Het concept „onafhankelijk advocaat” is dus negatief omschreven, in de zin dat deze advocaat niet door een dienstbetrekking aan zijn cliënt mag zijn gebonden, en niet positief, op basis van het lidmaatschap van een balie of van het onderworpen zijn aan de regels van beroepstucht en ‑ethiek. Het aldus geformuleerde criterium is dat van rechtskundige bijstand die „geheel onafhankelijk” wordt verleend door een advocaat die structureel, hiërarchisch en functioneel buiten de onderneming staat die deze bijstand krijgt.

Daaruit volgt dat de communicatie met bedrijfsjuristen, te weten de juridisch adviseurs die door een dienstbetrekking aan hun cliënten zijn gebonden, uitdrukkelijk is uitgesloten van de uit hoofde van de vertrouwelijkheid toegekende bescherming.

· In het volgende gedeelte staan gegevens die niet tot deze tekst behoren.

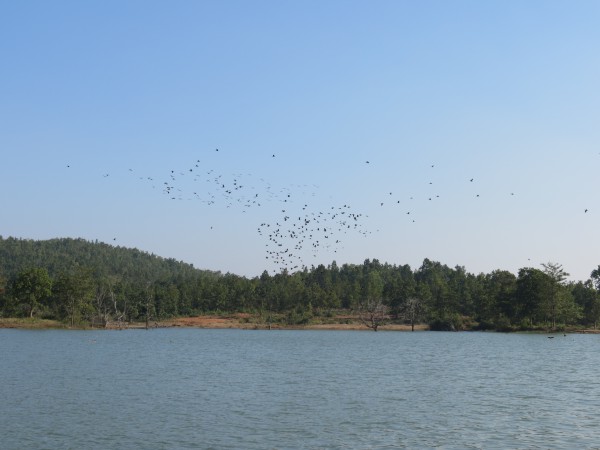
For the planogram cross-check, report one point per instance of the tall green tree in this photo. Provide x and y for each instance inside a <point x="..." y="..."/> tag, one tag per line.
<point x="559" y="304"/>
<point x="74" y="292"/>
<point x="31" y="287"/>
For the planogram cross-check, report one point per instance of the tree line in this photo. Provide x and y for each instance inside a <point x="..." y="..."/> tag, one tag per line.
<point x="78" y="281"/>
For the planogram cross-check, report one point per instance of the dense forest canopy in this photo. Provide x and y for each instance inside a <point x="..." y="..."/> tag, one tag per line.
<point x="78" y="281"/>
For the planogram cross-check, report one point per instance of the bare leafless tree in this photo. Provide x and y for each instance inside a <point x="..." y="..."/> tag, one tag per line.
<point x="412" y="310"/>
<point x="372" y="312"/>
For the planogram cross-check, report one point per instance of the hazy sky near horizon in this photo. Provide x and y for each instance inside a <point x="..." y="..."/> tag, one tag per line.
<point x="465" y="132"/>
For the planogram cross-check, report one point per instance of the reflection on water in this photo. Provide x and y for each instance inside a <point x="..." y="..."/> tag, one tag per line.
<point x="194" y="388"/>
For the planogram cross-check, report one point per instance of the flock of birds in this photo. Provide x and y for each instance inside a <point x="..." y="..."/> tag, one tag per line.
<point x="299" y="229"/>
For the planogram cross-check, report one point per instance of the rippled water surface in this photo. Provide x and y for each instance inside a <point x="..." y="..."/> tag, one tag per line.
<point x="194" y="388"/>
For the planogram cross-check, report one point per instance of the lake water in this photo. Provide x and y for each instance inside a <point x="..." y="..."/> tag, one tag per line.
<point x="240" y="389"/>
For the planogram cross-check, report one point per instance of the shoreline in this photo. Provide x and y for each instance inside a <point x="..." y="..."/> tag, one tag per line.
<point x="242" y="321"/>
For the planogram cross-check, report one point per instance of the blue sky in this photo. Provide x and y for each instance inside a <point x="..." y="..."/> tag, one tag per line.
<point x="103" y="102"/>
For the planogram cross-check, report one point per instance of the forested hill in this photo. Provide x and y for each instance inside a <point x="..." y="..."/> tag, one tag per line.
<point x="78" y="281"/>
<point x="66" y="254"/>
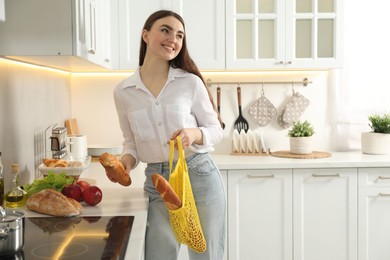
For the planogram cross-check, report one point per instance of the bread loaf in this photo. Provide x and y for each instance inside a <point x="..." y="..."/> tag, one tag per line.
<point x="52" y="202"/>
<point x="168" y="195"/>
<point x="55" y="163"/>
<point x="114" y="169"/>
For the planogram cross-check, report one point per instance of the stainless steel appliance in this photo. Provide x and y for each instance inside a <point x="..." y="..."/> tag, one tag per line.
<point x="58" y="142"/>
<point x="81" y="237"/>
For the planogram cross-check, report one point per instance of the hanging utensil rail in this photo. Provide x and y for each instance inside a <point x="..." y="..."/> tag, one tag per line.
<point x="304" y="82"/>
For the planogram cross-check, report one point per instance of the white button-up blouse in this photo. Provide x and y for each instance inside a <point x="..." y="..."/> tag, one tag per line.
<point x="148" y="122"/>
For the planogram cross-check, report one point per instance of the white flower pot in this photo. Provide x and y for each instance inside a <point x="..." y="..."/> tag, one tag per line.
<point x="375" y="143"/>
<point x="301" y="145"/>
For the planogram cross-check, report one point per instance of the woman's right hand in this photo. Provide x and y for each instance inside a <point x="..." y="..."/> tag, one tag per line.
<point x="128" y="162"/>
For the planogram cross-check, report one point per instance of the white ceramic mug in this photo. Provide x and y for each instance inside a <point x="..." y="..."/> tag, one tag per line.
<point x="77" y="147"/>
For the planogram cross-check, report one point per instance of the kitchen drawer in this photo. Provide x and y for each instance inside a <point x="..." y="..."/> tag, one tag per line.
<point x="374" y="177"/>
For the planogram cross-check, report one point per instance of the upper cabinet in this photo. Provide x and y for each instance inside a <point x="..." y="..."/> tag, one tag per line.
<point x="38" y="30"/>
<point x="283" y="34"/>
<point x="205" y="29"/>
<point x="221" y="35"/>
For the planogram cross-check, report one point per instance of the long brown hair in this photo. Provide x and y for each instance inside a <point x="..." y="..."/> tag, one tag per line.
<point x="183" y="60"/>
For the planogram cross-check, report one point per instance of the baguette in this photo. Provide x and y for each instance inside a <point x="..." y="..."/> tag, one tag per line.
<point x="55" y="163"/>
<point x="168" y="195"/>
<point x="114" y="169"/>
<point x="52" y="202"/>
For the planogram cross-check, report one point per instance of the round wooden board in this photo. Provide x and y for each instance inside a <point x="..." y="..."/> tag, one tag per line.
<point x="313" y="155"/>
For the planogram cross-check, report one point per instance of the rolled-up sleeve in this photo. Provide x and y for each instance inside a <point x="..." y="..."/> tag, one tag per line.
<point x="207" y="118"/>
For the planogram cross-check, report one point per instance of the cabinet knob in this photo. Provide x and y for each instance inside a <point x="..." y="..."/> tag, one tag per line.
<point x="325" y="175"/>
<point x="260" y="176"/>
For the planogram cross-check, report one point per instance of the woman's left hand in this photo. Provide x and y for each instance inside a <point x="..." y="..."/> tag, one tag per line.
<point x="188" y="136"/>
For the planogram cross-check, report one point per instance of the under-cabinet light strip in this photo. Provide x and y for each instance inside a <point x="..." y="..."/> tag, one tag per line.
<point x="33" y="66"/>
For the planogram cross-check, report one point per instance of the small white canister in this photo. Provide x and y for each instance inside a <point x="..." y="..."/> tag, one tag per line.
<point x="77" y="147"/>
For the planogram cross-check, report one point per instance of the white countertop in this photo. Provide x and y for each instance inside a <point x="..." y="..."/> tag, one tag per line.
<point x="117" y="201"/>
<point x="337" y="160"/>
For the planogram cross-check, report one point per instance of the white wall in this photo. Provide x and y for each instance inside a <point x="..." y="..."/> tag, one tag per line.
<point x="93" y="106"/>
<point x="31" y="99"/>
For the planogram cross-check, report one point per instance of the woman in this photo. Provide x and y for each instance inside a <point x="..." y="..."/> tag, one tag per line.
<point x="166" y="97"/>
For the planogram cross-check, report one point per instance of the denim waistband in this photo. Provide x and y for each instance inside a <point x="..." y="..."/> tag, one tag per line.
<point x="166" y="164"/>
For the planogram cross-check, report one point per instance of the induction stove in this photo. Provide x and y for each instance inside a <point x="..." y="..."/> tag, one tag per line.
<point x="80" y="237"/>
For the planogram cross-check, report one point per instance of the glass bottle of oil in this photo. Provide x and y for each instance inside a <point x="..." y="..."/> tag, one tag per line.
<point x="1" y="183"/>
<point x="16" y="197"/>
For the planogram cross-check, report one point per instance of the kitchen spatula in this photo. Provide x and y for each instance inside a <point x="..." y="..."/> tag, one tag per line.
<point x="240" y="123"/>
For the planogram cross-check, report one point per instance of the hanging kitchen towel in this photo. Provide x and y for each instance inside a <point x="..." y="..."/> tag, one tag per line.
<point x="281" y="122"/>
<point x="295" y="108"/>
<point x="262" y="111"/>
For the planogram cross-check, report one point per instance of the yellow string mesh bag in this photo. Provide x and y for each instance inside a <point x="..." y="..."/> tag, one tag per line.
<point x="185" y="220"/>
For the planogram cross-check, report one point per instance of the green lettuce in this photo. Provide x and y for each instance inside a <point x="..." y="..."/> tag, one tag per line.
<point x="51" y="181"/>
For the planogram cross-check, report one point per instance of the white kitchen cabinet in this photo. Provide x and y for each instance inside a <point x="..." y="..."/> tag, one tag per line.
<point x="38" y="30"/>
<point x="374" y="213"/>
<point x="100" y="32"/>
<point x="283" y="34"/>
<point x="325" y="214"/>
<point x="205" y="26"/>
<point x="260" y="214"/>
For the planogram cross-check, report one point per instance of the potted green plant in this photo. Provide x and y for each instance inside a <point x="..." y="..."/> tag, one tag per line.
<point x="301" y="137"/>
<point x="377" y="141"/>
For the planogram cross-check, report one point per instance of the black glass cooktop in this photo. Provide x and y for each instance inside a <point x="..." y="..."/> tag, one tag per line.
<point x="75" y="238"/>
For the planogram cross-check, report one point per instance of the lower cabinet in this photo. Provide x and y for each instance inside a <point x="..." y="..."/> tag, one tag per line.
<point x="260" y="214"/>
<point x="325" y="214"/>
<point x="306" y="214"/>
<point x="374" y="213"/>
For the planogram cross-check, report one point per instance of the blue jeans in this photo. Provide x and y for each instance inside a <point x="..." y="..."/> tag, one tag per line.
<point x="210" y="198"/>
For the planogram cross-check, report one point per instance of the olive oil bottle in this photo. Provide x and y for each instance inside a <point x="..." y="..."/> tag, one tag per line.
<point x="16" y="197"/>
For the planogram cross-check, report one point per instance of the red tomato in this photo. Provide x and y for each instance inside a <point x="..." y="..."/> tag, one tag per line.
<point x="92" y="195"/>
<point x="83" y="184"/>
<point x="73" y="191"/>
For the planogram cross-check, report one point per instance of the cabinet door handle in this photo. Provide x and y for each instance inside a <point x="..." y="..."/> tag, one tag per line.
<point x="325" y="175"/>
<point x="260" y="176"/>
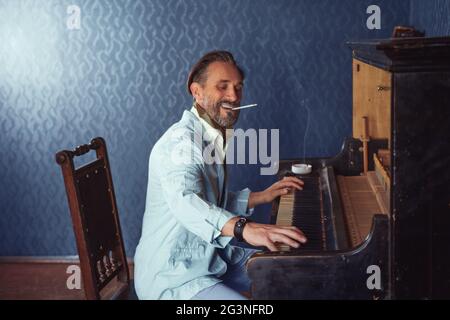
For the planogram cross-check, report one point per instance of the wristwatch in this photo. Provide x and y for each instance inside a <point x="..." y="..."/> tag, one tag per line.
<point x="239" y="228"/>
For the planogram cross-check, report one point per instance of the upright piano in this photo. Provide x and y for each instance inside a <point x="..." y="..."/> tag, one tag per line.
<point x="377" y="215"/>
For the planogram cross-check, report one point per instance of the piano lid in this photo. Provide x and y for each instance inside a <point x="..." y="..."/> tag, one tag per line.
<point x="404" y="54"/>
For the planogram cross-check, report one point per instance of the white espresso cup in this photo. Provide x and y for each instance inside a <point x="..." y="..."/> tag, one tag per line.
<point x="301" y="168"/>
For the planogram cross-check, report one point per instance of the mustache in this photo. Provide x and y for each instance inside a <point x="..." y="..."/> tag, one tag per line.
<point x="229" y="103"/>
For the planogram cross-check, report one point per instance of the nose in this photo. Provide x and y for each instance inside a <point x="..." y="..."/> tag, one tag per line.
<point x="232" y="95"/>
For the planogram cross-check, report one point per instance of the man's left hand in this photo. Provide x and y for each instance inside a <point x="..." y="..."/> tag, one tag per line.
<point x="279" y="188"/>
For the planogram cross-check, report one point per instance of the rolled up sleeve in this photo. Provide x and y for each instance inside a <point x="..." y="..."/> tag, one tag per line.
<point x="238" y="202"/>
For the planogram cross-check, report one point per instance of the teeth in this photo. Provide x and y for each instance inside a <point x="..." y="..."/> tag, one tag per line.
<point x="227" y="105"/>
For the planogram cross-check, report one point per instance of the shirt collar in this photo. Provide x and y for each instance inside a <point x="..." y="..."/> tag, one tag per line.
<point x="211" y="134"/>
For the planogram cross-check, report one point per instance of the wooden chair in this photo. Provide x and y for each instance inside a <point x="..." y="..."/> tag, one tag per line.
<point x="96" y="224"/>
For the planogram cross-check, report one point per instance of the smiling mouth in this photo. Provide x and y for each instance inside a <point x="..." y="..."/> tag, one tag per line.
<point x="228" y="106"/>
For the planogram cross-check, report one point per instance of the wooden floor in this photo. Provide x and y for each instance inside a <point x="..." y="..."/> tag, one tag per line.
<point x="38" y="278"/>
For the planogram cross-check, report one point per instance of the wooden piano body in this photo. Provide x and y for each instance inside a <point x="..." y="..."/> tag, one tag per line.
<point x="382" y="227"/>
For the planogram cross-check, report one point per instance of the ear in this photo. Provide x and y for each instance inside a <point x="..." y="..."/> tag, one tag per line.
<point x="197" y="91"/>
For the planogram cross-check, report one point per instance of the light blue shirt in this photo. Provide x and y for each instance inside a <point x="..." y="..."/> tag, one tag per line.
<point x="181" y="250"/>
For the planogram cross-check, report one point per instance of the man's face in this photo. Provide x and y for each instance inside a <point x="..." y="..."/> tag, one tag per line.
<point x="223" y="86"/>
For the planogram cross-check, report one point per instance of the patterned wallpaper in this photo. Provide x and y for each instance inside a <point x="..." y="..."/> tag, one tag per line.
<point x="433" y="16"/>
<point x="122" y="76"/>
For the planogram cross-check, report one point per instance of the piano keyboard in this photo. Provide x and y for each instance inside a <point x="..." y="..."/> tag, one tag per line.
<point x="303" y="209"/>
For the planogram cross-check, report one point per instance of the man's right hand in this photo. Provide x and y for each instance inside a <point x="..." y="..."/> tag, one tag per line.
<point x="269" y="235"/>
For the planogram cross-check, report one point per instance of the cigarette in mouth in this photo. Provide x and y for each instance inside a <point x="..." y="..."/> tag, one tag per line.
<point x="227" y="106"/>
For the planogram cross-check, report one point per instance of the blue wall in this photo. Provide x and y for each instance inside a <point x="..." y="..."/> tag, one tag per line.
<point x="433" y="16"/>
<point x="122" y="76"/>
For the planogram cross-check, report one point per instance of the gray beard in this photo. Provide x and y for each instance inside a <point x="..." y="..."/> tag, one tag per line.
<point x="226" y="122"/>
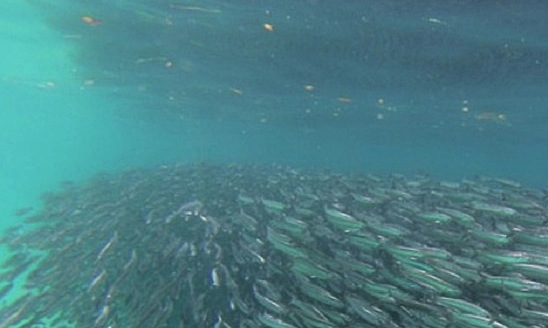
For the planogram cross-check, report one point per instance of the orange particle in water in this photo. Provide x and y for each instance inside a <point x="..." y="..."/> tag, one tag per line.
<point x="237" y="91"/>
<point x="91" y="20"/>
<point x="344" y="100"/>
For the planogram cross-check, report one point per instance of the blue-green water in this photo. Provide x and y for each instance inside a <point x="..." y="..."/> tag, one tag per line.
<point x="451" y="88"/>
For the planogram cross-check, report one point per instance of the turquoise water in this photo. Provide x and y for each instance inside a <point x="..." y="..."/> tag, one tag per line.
<point x="453" y="89"/>
<point x="448" y="89"/>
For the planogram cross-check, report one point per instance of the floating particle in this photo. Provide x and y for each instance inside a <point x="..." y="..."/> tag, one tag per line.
<point x="91" y="20"/>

Nu bedrijfsjuristen en externe advocaten zich klaarblijkelijk in verschillende situaties bevinden, met name vanwege de functionele, structurele en hiërarchieke integratie van bedrijfsjuristen binnen de bedrijven waarbij zij in dienst zijn, levert het feit dat deze beroepsbeoefenaren vanuit het oogpunt van de bescherming van de vertrouwelijkheid van de communicatie tussen advocaten en cliënten verschillend worden behandeld, geen schending van het beginsel van gelijke behandeling op.

(cf. punten 166‑168, 174)

6.      De bescherming van de vertrouwelijkheid van de communicatie tussen advocaten en cliënten vormt een uitzondering op de onderzoeksbevoegdheden van de Commissie. Op grond daarvan is deze bescherming van rechtstreekse invloed op de voorwaarden waaronder deze instelling mag optreden op het voor de goede werking van de gemeenschappelijke markt zo gewichtige terrein van de naleving van de mededingingsregels. Om deze redenen hebben het Hof en het Gerecht er zorg voor gedragen een communautair concept van vertrouwelijkheid van de communicatie tussen advocaten en cliënten te ontwikkelen dat uitsluit dat voor de personele werkingssfeer van het communautaire concept van de vertrouwelijkheid het nationale recht geldt.